Zhang Enpei, Chai Jingyi, Ye Rui, Wang Yanfeng, Chen Siheng
Cooperative Medianet Innovation Center, Shanghai Jiao Tong University, Shanghai, China.
School of Artificial Intelligence, Shanghai Jiao Tong University, Shanghai, China.
Nat Commun. 2025 Aug 25;16(1):7923. doi: 10.1038/s41467-025-62959-5.

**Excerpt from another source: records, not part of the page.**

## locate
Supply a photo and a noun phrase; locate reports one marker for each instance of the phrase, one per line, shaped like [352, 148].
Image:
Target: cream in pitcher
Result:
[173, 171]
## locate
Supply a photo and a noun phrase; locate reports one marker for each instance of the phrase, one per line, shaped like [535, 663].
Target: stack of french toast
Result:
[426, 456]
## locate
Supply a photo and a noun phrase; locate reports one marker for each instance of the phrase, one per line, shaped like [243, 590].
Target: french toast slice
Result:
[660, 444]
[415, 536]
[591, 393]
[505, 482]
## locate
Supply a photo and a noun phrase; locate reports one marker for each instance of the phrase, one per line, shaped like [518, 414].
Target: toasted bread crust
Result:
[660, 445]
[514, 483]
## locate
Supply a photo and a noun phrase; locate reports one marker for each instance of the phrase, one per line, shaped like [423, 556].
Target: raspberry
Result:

Data plays a crucial role in training contemporary AI models, but much of the available public data will be exhausted in a few years, directing the world's attention toward the massive decentralized private data. However, the privacy-sensitive nature of raw data and lack of incentive mechanism prevent these valuable data from being fully exploited. Here we propose inclusive and incentivized personalized federated learning (iPFL), which incentivizes data holders with diverse purposes to collaboratively train personalized models without revealing raw data. iPFL constructs a model-sharing market by solving a graph-based training optimization and incorporates an incentive mechanism based on game theory principles. Theoretical analysis shows that iPFL adheres to two key incentive properties: individual rationality and Incentive compatibility. Empirical studies on eleven AI tasks (e.g., large language models' instruction-following tasks) demonstrate that iPFL consistently achieves the highest economic utility, and better or comparable model performance compared to baseline methods.
数据在训练当代人工智能模型中起着至关重要的作用,但现有的许多公共数据将在几年内耗尽,这使得全球的注意力转向了大量分散的私人数据。然而,原始数据对隐私敏感的特性以及缺乏激励机制,阻碍了这些宝贵数据的充分利用。在此,我们提出了包容性和激励性的个性化联邦学习(iPFL),它激励具有不同目的的数据持有者在不泄露原始数据的情况下协作训练个性化模型。iPFL通过解决基于图的训练优化问题构建了一个模型共享市场,并纳入了基于博弈论原则的激励机制。理论分析表明,iPFL具有两个关键的激励特性:个体理性和激励相容性。对十一项人工智能任务(例如,大语言模型的指令跟随任务)的实证研究表明,iPFL始终能实现最高的经济效用,并且与基线方法相比,模型性能更好或相当。